While it is difficult to admit, for me the sense of rejection has been palpable. Several decades of experience and prior accomplishments at times feel all but negated, as if they not only mattered little but may as well not have happened at all. I find myself struggling, at times to fight off a sense that society has deemed me expendable.

And a fear of the future, which while I was working had receded largely to lurk only in a far-off corner somewhere, is now back with a vengeance. What will happen if I need surgery? What if my old car dies on me? Will we ever be able to have a real vacation or travel anywhere again? Will I be able to help my kids go to college in a couple of years? Will I ever be able to afford not to work? Will I ever be able to work?

The staggeringly huge number of unemployed Americans has been fading from the headlines. In a series of diaries posted on Daily Kos in the spring and late winter of 2009, I noted to the astonishment of some that with nearly 15 million unemployed, the number of unemployed Americans was more than it was in 1933 at the depths of the Great Depression. I made note of that fact again in my very first post here on Main Street last September. And it’s as true now as it was then.

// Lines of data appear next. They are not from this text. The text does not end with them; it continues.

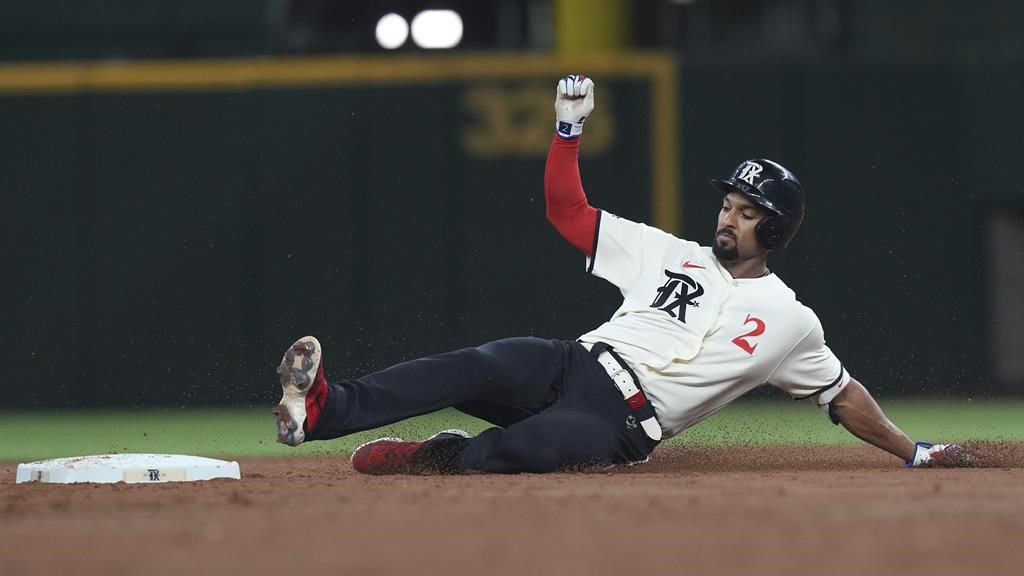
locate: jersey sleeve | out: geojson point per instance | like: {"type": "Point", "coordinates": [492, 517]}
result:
{"type": "Point", "coordinates": [619, 250]}
{"type": "Point", "coordinates": [811, 371]}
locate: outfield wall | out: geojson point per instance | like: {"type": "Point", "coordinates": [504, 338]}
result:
{"type": "Point", "coordinates": [172, 227]}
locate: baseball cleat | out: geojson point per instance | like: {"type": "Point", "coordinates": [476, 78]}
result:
{"type": "Point", "coordinates": [299, 371]}
{"type": "Point", "coordinates": [394, 455]}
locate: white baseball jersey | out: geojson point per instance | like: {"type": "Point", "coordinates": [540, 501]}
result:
{"type": "Point", "coordinates": [698, 338]}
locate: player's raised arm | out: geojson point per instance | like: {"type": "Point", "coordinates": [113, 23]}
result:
{"type": "Point", "coordinates": [567, 209]}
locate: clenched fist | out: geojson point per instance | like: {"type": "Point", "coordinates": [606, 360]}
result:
{"type": "Point", "coordinates": [573, 103]}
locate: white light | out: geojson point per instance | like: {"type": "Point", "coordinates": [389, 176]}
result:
{"type": "Point", "coordinates": [392, 31]}
{"type": "Point", "coordinates": [437, 29]}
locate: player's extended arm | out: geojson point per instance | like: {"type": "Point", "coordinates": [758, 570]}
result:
{"type": "Point", "coordinates": [859, 414]}
{"type": "Point", "coordinates": [568, 210]}
{"type": "Point", "coordinates": [857, 411]}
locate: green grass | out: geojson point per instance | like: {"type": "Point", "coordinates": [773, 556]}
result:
{"type": "Point", "coordinates": [34, 435]}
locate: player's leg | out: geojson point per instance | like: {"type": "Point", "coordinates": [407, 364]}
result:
{"type": "Point", "coordinates": [563, 437]}
{"type": "Point", "coordinates": [567, 436]}
{"type": "Point", "coordinates": [515, 372]}
{"type": "Point", "coordinates": [590, 424]}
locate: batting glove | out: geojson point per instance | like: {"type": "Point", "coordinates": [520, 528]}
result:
{"type": "Point", "coordinates": [929, 454]}
{"type": "Point", "coordinates": [573, 103]}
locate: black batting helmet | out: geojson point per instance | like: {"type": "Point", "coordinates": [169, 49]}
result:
{"type": "Point", "coordinates": [774, 189]}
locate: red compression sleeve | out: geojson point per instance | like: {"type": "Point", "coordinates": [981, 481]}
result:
{"type": "Point", "coordinates": [568, 210]}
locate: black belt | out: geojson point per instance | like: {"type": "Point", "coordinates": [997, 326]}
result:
{"type": "Point", "coordinates": [626, 380]}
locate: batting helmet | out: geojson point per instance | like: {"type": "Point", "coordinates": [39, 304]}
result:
{"type": "Point", "coordinates": [774, 189]}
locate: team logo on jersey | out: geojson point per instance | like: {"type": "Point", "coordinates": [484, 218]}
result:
{"type": "Point", "coordinates": [751, 171]}
{"type": "Point", "coordinates": [678, 292]}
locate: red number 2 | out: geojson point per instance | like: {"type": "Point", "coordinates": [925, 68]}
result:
{"type": "Point", "coordinates": [759, 328]}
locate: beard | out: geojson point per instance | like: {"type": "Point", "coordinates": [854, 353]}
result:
{"type": "Point", "coordinates": [723, 253]}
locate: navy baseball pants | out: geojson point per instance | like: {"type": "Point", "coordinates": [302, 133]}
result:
{"type": "Point", "coordinates": [553, 405]}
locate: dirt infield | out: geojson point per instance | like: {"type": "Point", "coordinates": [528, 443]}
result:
{"type": "Point", "coordinates": [740, 510]}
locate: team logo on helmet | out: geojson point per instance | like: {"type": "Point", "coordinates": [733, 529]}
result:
{"type": "Point", "coordinates": [751, 171]}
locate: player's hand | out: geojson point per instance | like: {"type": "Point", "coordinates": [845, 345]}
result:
{"type": "Point", "coordinates": [937, 455]}
{"type": "Point", "coordinates": [573, 103]}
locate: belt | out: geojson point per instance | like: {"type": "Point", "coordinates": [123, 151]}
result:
{"type": "Point", "coordinates": [628, 383]}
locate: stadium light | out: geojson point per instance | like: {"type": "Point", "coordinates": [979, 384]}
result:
{"type": "Point", "coordinates": [437, 29]}
{"type": "Point", "coordinates": [392, 31]}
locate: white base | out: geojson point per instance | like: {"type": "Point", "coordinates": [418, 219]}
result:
{"type": "Point", "coordinates": [131, 468]}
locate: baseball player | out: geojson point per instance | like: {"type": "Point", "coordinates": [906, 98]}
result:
{"type": "Point", "coordinates": [698, 327]}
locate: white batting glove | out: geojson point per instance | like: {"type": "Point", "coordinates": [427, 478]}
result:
{"type": "Point", "coordinates": [573, 103]}
{"type": "Point", "coordinates": [930, 454]}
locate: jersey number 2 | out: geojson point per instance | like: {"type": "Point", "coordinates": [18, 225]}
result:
{"type": "Point", "coordinates": [741, 341]}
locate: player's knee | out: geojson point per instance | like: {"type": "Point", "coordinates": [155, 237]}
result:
{"type": "Point", "coordinates": [513, 457]}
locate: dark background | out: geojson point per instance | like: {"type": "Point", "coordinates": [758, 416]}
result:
{"type": "Point", "coordinates": [163, 247]}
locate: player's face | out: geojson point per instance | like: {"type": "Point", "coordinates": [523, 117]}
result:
{"type": "Point", "coordinates": [734, 238]}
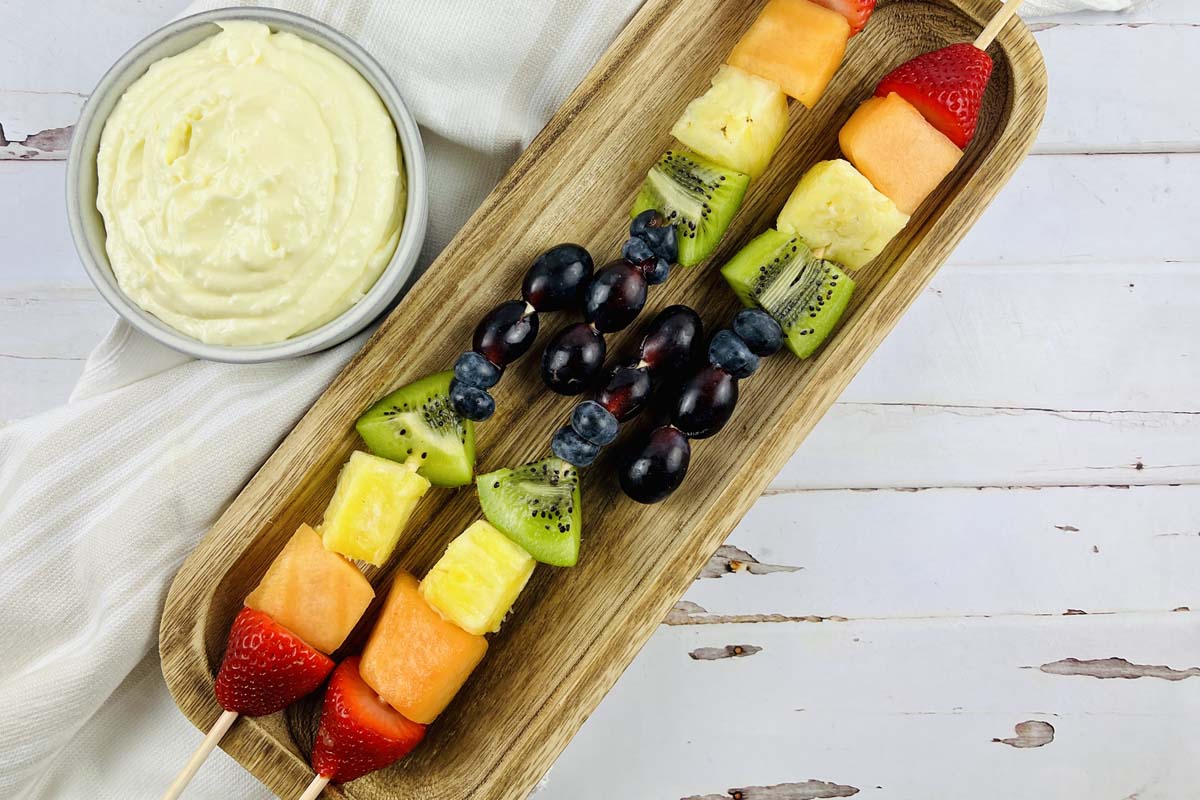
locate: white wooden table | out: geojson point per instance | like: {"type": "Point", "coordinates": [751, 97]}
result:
{"type": "Point", "coordinates": [997, 527]}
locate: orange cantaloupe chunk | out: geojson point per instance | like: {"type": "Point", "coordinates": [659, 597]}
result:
{"type": "Point", "coordinates": [898, 150]}
{"type": "Point", "coordinates": [796, 43]}
{"type": "Point", "coordinates": [417, 660]}
{"type": "Point", "coordinates": [313, 593]}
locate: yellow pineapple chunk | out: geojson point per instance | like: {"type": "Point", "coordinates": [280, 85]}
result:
{"type": "Point", "coordinates": [370, 507]}
{"type": "Point", "coordinates": [477, 581]}
{"type": "Point", "coordinates": [835, 208]}
{"type": "Point", "coordinates": [738, 122]}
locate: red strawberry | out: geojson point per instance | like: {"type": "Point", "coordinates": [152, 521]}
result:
{"type": "Point", "coordinates": [267, 667]}
{"type": "Point", "coordinates": [359, 733]}
{"type": "Point", "coordinates": [946, 86]}
{"type": "Point", "coordinates": [856, 12]}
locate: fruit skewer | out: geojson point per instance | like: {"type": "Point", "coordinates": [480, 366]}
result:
{"type": "Point", "coordinates": [310, 599]}
{"type": "Point", "coordinates": [611, 300]}
{"type": "Point", "coordinates": [730, 133]}
{"type": "Point", "coordinates": [304, 607]}
{"type": "Point", "coordinates": [903, 143]}
{"type": "Point", "coordinates": [726, 355]}
{"type": "Point", "coordinates": [730, 136]}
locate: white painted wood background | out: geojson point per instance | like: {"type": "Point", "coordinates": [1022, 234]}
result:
{"type": "Point", "coordinates": [977, 578]}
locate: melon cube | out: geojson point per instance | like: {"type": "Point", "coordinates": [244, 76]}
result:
{"type": "Point", "coordinates": [901, 154]}
{"type": "Point", "coordinates": [478, 578]}
{"type": "Point", "coordinates": [415, 659]}
{"type": "Point", "coordinates": [835, 209]}
{"type": "Point", "coordinates": [796, 43]}
{"type": "Point", "coordinates": [370, 507]}
{"type": "Point", "coordinates": [316, 594]}
{"type": "Point", "coordinates": [738, 122]}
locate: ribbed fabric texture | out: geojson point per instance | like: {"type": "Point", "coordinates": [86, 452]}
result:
{"type": "Point", "coordinates": [103, 498]}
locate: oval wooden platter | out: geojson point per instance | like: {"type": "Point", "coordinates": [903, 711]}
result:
{"type": "Point", "coordinates": [574, 631]}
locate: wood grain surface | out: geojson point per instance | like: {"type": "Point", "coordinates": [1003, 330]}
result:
{"type": "Point", "coordinates": [575, 630]}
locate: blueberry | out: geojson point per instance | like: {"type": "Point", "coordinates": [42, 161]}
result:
{"type": "Point", "coordinates": [573, 447]}
{"type": "Point", "coordinates": [474, 370]}
{"type": "Point", "coordinates": [651, 227]}
{"type": "Point", "coordinates": [731, 354]}
{"type": "Point", "coordinates": [657, 272]}
{"type": "Point", "coordinates": [636, 251]}
{"type": "Point", "coordinates": [594, 422]}
{"type": "Point", "coordinates": [759, 330]}
{"type": "Point", "coordinates": [472, 402]}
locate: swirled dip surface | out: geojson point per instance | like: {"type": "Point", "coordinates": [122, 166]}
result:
{"type": "Point", "coordinates": [252, 187]}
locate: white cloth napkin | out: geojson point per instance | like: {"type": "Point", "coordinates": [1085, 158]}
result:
{"type": "Point", "coordinates": [103, 498]}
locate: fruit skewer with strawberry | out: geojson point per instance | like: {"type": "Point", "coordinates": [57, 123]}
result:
{"type": "Point", "coordinates": [724, 359]}
{"type": "Point", "coordinates": [311, 597]}
{"type": "Point", "coordinates": [481, 590]}
{"type": "Point", "coordinates": [903, 143]}
{"type": "Point", "coordinates": [729, 136]}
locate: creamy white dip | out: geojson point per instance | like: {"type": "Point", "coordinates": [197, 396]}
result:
{"type": "Point", "coordinates": [252, 187]}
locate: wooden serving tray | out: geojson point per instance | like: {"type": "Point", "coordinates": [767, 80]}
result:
{"type": "Point", "coordinates": [575, 631]}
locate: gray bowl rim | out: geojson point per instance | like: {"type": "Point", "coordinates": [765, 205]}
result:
{"type": "Point", "coordinates": [353, 320]}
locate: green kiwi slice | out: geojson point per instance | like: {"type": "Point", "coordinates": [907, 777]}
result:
{"type": "Point", "coordinates": [805, 294]}
{"type": "Point", "coordinates": [537, 506]}
{"type": "Point", "coordinates": [696, 194]}
{"type": "Point", "coordinates": [418, 421]}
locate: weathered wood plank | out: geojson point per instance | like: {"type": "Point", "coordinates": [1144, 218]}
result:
{"type": "Point", "coordinates": [955, 553]}
{"type": "Point", "coordinates": [1117, 209]}
{"type": "Point", "coordinates": [913, 446]}
{"type": "Point", "coordinates": [1098, 103]}
{"type": "Point", "coordinates": [1090, 210]}
{"type": "Point", "coordinates": [1101, 103]}
{"type": "Point", "coordinates": [1145, 12]}
{"type": "Point", "coordinates": [899, 709]}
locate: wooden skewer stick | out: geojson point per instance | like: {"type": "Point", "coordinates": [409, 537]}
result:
{"type": "Point", "coordinates": [210, 741]}
{"type": "Point", "coordinates": [315, 788]}
{"type": "Point", "coordinates": [997, 23]}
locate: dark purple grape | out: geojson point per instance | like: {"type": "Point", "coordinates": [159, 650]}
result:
{"type": "Point", "coordinates": [657, 469]}
{"type": "Point", "coordinates": [636, 251]}
{"type": "Point", "coordinates": [507, 332]}
{"type": "Point", "coordinates": [652, 228]}
{"type": "Point", "coordinates": [615, 296]}
{"type": "Point", "coordinates": [557, 277]}
{"type": "Point", "coordinates": [706, 402]}
{"type": "Point", "coordinates": [625, 392]}
{"type": "Point", "coordinates": [573, 447]}
{"type": "Point", "coordinates": [594, 422]}
{"type": "Point", "coordinates": [573, 359]}
{"type": "Point", "coordinates": [759, 330]}
{"type": "Point", "coordinates": [675, 341]}
{"type": "Point", "coordinates": [731, 354]}
{"type": "Point", "coordinates": [472, 402]}
{"type": "Point", "coordinates": [474, 370]}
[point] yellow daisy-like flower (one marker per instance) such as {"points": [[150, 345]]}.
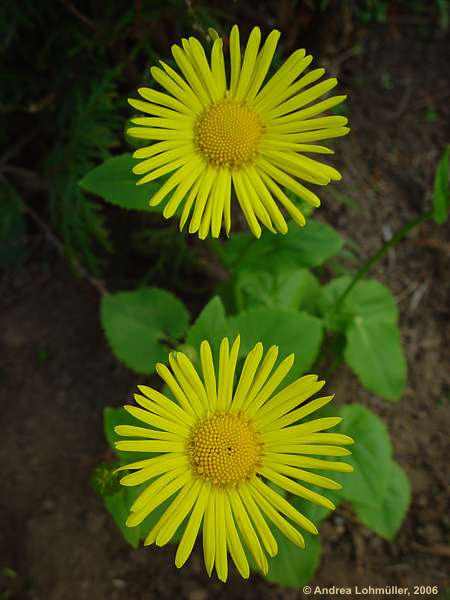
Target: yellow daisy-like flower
{"points": [[213, 135], [220, 447]]}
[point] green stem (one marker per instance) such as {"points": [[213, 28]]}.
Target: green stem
{"points": [[378, 255]]}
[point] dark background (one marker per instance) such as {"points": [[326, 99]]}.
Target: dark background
{"points": [[67, 69]]}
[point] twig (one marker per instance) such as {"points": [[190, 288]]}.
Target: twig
{"points": [[96, 283], [74, 10]]}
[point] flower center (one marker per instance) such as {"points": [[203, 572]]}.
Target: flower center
{"points": [[225, 449], [228, 133]]}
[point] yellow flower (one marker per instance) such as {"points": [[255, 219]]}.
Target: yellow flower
{"points": [[219, 449], [212, 135]]}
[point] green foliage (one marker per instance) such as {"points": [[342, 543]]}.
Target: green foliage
{"points": [[378, 490], [86, 125], [441, 191], [371, 456], [142, 324], [114, 181], [280, 327], [385, 518], [12, 227], [308, 246], [104, 479], [368, 320], [283, 287], [211, 325]]}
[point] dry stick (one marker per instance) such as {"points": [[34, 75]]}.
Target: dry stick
{"points": [[378, 255], [96, 283]]}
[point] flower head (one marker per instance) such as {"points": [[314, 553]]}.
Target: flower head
{"points": [[250, 132], [220, 446]]}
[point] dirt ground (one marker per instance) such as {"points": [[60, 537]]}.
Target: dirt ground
{"points": [[57, 374]]}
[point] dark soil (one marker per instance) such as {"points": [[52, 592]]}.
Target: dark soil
{"points": [[57, 374]]}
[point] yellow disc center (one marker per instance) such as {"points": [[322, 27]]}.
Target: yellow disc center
{"points": [[225, 449], [229, 133]]}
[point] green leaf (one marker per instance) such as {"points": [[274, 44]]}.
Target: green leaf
{"points": [[368, 316], [369, 299], [211, 325], [12, 227], [138, 323], [293, 566], [115, 182], [371, 456], [118, 507], [308, 246], [441, 192], [374, 353], [288, 288], [387, 517], [292, 331], [104, 479]]}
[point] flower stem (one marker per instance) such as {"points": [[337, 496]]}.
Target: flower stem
{"points": [[378, 255]]}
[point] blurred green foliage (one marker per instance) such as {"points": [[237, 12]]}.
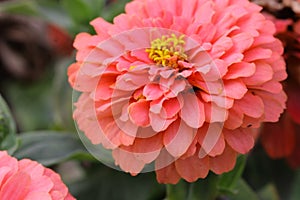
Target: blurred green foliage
{"points": [[43, 115]]}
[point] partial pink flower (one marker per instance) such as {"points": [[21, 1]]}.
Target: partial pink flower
{"points": [[28, 180], [183, 85]]}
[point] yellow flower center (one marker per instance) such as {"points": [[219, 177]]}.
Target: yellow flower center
{"points": [[167, 50]]}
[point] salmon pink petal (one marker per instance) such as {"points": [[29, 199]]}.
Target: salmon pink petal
{"points": [[263, 73], [127, 161], [257, 54], [192, 111], [170, 108], [235, 118], [223, 163], [211, 140], [152, 91], [146, 149], [167, 175], [178, 137], [274, 105], [31, 168], [212, 146], [16, 187], [214, 113], [242, 69], [182, 86], [235, 89], [192, 168], [139, 113], [241, 140], [293, 105], [246, 105], [98, 25], [158, 123], [41, 196]]}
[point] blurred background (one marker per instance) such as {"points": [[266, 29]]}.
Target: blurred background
{"points": [[36, 122]]}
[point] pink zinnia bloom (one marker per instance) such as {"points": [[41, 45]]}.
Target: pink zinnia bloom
{"points": [[183, 84], [29, 180]]}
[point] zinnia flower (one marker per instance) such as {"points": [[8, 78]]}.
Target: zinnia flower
{"points": [[29, 180], [182, 84]]}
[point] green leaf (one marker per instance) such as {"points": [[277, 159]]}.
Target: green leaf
{"points": [[178, 191], [228, 181], [8, 139], [105, 183], [79, 11], [204, 188], [295, 193], [49, 147], [27, 7], [269, 192], [243, 191]]}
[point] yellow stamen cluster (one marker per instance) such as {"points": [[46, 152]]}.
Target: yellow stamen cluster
{"points": [[167, 50]]}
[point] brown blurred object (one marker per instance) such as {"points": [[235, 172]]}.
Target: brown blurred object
{"points": [[28, 46], [282, 139]]}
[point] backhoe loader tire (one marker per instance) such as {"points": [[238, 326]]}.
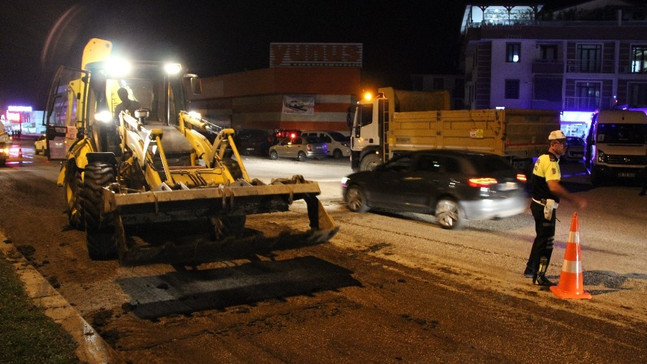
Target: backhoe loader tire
{"points": [[234, 168], [100, 227], [72, 188]]}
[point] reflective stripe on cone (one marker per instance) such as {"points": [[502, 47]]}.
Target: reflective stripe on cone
{"points": [[571, 280]]}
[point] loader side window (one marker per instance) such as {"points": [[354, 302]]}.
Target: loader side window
{"points": [[366, 115]]}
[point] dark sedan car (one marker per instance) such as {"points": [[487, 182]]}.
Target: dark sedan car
{"points": [[299, 148], [452, 185]]}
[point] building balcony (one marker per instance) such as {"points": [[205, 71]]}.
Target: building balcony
{"points": [[590, 66], [540, 66], [587, 103]]}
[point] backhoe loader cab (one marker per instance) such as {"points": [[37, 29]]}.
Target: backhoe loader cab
{"points": [[136, 162]]}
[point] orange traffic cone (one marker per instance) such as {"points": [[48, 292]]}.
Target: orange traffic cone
{"points": [[571, 281]]}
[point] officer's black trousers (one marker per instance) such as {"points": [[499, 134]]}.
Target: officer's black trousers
{"points": [[543, 244]]}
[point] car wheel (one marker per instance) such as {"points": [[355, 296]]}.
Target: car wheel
{"points": [[449, 214], [355, 199]]}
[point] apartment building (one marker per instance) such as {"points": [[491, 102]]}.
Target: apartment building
{"points": [[584, 57]]}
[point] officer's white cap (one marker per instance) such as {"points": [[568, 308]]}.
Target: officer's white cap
{"points": [[556, 135]]}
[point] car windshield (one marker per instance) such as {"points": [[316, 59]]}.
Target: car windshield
{"points": [[337, 136], [312, 139], [489, 163], [574, 141]]}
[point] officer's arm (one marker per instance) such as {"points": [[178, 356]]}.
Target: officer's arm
{"points": [[558, 190]]}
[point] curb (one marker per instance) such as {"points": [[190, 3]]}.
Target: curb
{"points": [[91, 348]]}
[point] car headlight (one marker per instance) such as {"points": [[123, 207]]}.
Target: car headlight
{"points": [[344, 182], [602, 158], [104, 116]]}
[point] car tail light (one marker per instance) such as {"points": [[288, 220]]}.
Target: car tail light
{"points": [[482, 182]]}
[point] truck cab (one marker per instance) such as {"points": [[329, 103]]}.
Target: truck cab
{"points": [[616, 146]]}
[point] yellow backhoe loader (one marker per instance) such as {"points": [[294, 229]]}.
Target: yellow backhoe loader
{"points": [[137, 164]]}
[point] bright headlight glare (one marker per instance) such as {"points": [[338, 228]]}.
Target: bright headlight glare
{"points": [[118, 67], [103, 116], [344, 181], [172, 68]]}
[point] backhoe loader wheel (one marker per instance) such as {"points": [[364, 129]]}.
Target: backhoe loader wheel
{"points": [[100, 227], [234, 168], [227, 226], [72, 187]]}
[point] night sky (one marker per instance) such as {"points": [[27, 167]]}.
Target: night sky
{"points": [[218, 37]]}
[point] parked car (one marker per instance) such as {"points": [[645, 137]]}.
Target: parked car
{"points": [[451, 185], [286, 133], [338, 144], [299, 148], [40, 145], [253, 141], [574, 149]]}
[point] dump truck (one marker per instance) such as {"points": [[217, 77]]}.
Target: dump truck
{"points": [[397, 121], [142, 178]]}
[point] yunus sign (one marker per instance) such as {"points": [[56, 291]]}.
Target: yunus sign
{"points": [[315, 54]]}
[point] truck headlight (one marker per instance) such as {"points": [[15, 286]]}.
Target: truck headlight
{"points": [[103, 116], [602, 157]]}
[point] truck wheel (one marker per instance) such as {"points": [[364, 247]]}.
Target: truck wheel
{"points": [[101, 237], [596, 178], [72, 187], [449, 214], [369, 162], [355, 199]]}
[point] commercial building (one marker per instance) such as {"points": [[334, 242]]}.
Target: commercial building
{"points": [[307, 86]]}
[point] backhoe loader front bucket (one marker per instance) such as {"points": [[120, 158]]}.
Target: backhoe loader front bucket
{"points": [[213, 206]]}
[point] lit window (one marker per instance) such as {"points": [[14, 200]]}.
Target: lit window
{"points": [[511, 89], [513, 52], [639, 59]]}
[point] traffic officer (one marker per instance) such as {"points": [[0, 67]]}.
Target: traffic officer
{"points": [[546, 192]]}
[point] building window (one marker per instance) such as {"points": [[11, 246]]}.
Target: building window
{"points": [[639, 59], [548, 89], [587, 95], [511, 89], [589, 58], [513, 52], [439, 83], [548, 52], [637, 94]]}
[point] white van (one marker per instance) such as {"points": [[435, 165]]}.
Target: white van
{"points": [[616, 146], [338, 144]]}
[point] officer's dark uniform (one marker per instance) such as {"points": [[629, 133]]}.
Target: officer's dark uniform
{"points": [[546, 169]]}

Now, however, there appears to be a growing sense that mass unemployment is something that must be accepted, as if it’s somehow unavoidable. Moves are already underway by some in Congress to chip away at and begin to dismantle the jobless aid programs for the unemployed. Two months ago, when I wrote “Wall Street Declares War on the Unemployed” some readers probably thought I was exaggerating in order to make a point.

Where is the outrage? Where the fierce urgency to find and implement effective solutions to this, our most pressing national economic emergency? My sense of being socially expendable is increasing. When a society begins trashing its human capital on a mass scale, it is headed down a very ominous road. How can this be happening?

One reason, I think, is the sheer invisibility of much of our current-day unemployment. Gone are the Depression-era breadlines and the mass street demonstrations of the 1930s by unionists and the unemployed. There’s no longer a need to stand in line at the unemployment office to file your claims — it’s all done so privately and invisibly online. And the sense of isolation, which Susan wrote about here, is reinforced by the media’s disregard and the implicit message that if you’re unemployed it’s your own fault.

But it’s the silence and the impersonal invisibility of our nation’s unemployment nightmare that must be countered creatively. Perhaps this blog post will help.